In the TPM 1.1 spec, the PCRs were reset when the TPM was reset, and software could write to them on a “first come, first served” basis. However, in the 1.2 spec, setting certain PCRs requires a new locality message. Locality 4 is only active in a special hardware mode. This special hardware mode corresponds in the PC architecture to the SENTER instruction.

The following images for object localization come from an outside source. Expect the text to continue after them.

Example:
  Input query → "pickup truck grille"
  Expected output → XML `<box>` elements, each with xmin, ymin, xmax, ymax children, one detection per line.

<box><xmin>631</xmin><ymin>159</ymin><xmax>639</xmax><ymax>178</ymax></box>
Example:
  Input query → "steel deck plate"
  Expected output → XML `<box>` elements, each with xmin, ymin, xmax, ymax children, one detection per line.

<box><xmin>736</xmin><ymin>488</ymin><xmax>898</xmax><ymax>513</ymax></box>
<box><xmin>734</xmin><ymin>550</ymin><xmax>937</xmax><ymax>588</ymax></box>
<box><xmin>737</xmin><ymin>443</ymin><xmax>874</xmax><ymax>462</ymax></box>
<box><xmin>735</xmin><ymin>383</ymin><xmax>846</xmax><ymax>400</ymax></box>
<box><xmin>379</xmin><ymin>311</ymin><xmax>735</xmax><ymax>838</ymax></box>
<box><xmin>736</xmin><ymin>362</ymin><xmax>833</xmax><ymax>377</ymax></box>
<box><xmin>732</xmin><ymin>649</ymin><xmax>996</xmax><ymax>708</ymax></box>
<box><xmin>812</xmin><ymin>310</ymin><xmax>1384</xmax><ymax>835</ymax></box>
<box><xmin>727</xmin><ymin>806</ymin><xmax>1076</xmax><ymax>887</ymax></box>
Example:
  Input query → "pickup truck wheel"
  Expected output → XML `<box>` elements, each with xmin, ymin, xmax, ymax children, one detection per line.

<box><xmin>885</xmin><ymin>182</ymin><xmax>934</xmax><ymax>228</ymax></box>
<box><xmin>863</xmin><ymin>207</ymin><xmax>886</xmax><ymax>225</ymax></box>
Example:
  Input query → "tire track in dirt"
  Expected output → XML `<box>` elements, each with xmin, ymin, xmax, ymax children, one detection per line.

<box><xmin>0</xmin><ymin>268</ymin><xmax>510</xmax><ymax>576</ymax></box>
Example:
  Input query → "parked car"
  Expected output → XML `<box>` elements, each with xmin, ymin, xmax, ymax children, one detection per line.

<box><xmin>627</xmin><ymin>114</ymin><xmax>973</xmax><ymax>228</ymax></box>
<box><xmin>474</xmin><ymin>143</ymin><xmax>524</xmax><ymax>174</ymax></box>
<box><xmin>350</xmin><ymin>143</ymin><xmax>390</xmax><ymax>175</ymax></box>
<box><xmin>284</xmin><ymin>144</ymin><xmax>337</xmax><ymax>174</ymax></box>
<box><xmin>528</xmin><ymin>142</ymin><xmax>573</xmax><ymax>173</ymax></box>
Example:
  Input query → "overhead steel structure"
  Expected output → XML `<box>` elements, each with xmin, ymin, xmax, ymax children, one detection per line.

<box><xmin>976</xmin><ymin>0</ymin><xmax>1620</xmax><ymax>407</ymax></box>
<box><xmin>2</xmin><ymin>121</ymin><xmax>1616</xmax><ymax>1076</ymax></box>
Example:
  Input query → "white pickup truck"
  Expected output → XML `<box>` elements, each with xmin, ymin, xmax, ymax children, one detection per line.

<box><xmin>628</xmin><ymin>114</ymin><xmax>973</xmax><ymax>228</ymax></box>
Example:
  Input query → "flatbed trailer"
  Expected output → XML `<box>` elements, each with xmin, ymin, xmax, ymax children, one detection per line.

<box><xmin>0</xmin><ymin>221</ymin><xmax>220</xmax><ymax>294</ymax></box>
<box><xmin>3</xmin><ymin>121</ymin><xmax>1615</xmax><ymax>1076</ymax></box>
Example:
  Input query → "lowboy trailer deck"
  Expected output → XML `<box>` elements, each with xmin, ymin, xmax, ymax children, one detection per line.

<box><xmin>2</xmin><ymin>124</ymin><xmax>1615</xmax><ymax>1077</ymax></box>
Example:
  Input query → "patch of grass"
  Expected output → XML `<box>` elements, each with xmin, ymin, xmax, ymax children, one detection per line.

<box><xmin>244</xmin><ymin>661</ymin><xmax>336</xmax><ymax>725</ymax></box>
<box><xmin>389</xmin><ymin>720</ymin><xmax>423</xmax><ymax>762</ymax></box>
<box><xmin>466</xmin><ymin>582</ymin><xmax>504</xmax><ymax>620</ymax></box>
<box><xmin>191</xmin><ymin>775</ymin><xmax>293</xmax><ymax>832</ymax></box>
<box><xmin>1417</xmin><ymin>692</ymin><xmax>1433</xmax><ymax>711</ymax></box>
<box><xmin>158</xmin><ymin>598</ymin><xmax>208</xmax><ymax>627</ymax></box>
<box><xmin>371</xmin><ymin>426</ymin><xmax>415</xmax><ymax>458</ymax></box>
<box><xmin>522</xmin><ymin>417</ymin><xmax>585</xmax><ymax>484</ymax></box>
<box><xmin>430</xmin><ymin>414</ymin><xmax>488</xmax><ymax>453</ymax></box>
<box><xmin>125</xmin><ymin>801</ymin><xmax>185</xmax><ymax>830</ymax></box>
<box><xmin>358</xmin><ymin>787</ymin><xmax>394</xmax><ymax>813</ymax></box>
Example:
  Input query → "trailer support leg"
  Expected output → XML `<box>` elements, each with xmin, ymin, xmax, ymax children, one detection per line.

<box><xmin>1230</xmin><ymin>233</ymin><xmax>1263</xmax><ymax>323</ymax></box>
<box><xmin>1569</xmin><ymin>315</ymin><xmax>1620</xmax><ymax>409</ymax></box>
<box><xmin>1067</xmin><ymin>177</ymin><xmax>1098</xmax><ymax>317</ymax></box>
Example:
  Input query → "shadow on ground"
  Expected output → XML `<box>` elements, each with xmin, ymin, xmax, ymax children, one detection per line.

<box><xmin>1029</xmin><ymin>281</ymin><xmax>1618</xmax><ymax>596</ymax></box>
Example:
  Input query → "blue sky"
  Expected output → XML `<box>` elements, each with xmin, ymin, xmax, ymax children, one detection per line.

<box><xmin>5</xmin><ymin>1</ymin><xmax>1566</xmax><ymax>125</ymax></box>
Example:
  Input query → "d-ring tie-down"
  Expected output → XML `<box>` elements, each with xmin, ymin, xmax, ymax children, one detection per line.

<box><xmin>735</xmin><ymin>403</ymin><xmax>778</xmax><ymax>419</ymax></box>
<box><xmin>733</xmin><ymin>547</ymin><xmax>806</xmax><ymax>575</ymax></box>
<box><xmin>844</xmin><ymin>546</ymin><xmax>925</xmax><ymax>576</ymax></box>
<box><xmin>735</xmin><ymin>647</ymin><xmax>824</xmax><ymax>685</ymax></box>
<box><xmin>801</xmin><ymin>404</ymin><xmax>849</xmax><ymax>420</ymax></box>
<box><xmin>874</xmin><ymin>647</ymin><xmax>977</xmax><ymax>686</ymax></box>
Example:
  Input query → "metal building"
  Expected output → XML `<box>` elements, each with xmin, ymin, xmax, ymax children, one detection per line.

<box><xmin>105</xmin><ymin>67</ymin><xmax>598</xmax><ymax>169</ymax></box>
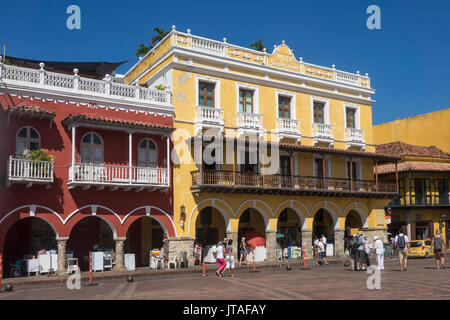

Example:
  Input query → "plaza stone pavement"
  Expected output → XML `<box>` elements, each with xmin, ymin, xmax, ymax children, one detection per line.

<box><xmin>1</xmin><ymin>256</ymin><xmax>450</xmax><ymax>300</ymax></box>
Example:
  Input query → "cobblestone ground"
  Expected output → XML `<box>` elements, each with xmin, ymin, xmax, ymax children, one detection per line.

<box><xmin>1</xmin><ymin>257</ymin><xmax>449</xmax><ymax>300</ymax></box>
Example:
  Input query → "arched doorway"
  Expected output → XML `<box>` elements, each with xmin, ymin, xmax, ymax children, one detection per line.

<box><xmin>238</xmin><ymin>208</ymin><xmax>267</xmax><ymax>261</ymax></box>
<box><xmin>67</xmin><ymin>216</ymin><xmax>114</xmax><ymax>271</ymax></box>
<box><xmin>312</xmin><ymin>209</ymin><xmax>335</xmax><ymax>255</ymax></box>
<box><xmin>345</xmin><ymin>210</ymin><xmax>363</xmax><ymax>238</ymax></box>
<box><xmin>277</xmin><ymin>208</ymin><xmax>302</xmax><ymax>249</ymax></box>
<box><xmin>2</xmin><ymin>217</ymin><xmax>56</xmax><ymax>278</ymax></box>
<box><xmin>124</xmin><ymin>216</ymin><xmax>165</xmax><ymax>267</ymax></box>
<box><xmin>195</xmin><ymin>207</ymin><xmax>227</xmax><ymax>248</ymax></box>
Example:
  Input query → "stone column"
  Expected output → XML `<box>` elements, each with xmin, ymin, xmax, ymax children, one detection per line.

<box><xmin>226</xmin><ymin>231</ymin><xmax>238</xmax><ymax>257</ymax></box>
<box><xmin>168</xmin><ymin>237</ymin><xmax>195</xmax><ymax>267</ymax></box>
<box><xmin>265</xmin><ymin>230</ymin><xmax>277</xmax><ymax>262</ymax></box>
<box><xmin>56</xmin><ymin>237</ymin><xmax>69</xmax><ymax>275</ymax></box>
<box><xmin>114</xmin><ymin>237</ymin><xmax>126</xmax><ymax>271</ymax></box>
<box><xmin>405</xmin><ymin>210</ymin><xmax>413</xmax><ymax>240</ymax></box>
<box><xmin>301</xmin><ymin>230</ymin><xmax>313</xmax><ymax>258</ymax></box>
<box><xmin>334</xmin><ymin>229</ymin><xmax>345</xmax><ymax>257</ymax></box>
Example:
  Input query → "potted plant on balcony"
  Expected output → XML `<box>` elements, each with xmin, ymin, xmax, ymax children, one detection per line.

<box><xmin>23</xmin><ymin>148</ymin><xmax>54</xmax><ymax>176</ymax></box>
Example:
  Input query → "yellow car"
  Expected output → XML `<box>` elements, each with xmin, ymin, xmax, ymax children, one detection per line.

Intel SMX (now “TXT”, formerly “LT”) adds a new instruction called SENTER. AMD has a similiar instruction called SKINIT. This instruction performs the following steps:

  1. Load a module into RAM (usually stored in the BIOS)
  2. Lock it into cache
  3. Verify its signature
  4. Hash the module into a PCR at locality 4
  5. Enable certain new chipset registers
  6. Begin executing it

This authenticated code (AC) module then hashes the OS boot loader into a PCR at locality 3, disables the special chipset registers, and continues the boot sequence. Each time the locality level is lowered, it can’t be raised again. This means the AC module can’t overwrite the locality 4 hash and the boot loader can’t overwrite the locality 3 hash.

Locality is implemented in hardware by the chipset using the new LPC firmware commands to encapsulate messages to the TPM. Version 1.1 chipsets will not send those commands. However, a man-in-the-middle device can be built with a simple microcontroller attached to the LPC bus. While more complex than a single wire, it’s well within range of modchip manufacturers.

This microcontroller would be attached to the clock, frame, and 4-bit address/data bus, 6 lines in total. While the LPC bus is idle, this device could drive the frame and A/D lines to insert a locality 4 “reset PCR” message. Malicious software could then load whatever value it wanted into the PCRs. No one has implemented this attack as far as I know, but it has been discussed numerous times.

What is the TCG going to do about this? Probably nothing. Hardware attacks are outside their scope, at least according to their documents.

“The commands that the trusted process sends to the TPM are the normal TPM commands with a modifier that indicates that the trusted process initiated the command… The assumption is that spoofing the modifier to the TPM requires more than just a simple hardware attack, but would require expertise and possibly special hardware.”

— Proof of Locality (section 16)

This shows why drawing an arbitrary attack profile and excluding anything that is outside it often fails. Too often, the list of excluded attacks does not realistically match the value of the protected data or underestimates the cost to attackers.

In the designers’ defense, any effort to add tamper-resistance to a PC is likely to fall short. There are too many interfaces, chips, manufacturers, and use cases involved. In a closed environment like a set-top box, security can be designed to match the only intended use for the hardware. With a PC, legacy support is very important and no single party owns the platform, despite the desires of some companies.

It will be interesting to see how TCPA companies respond to the inevitable modchips, if at all.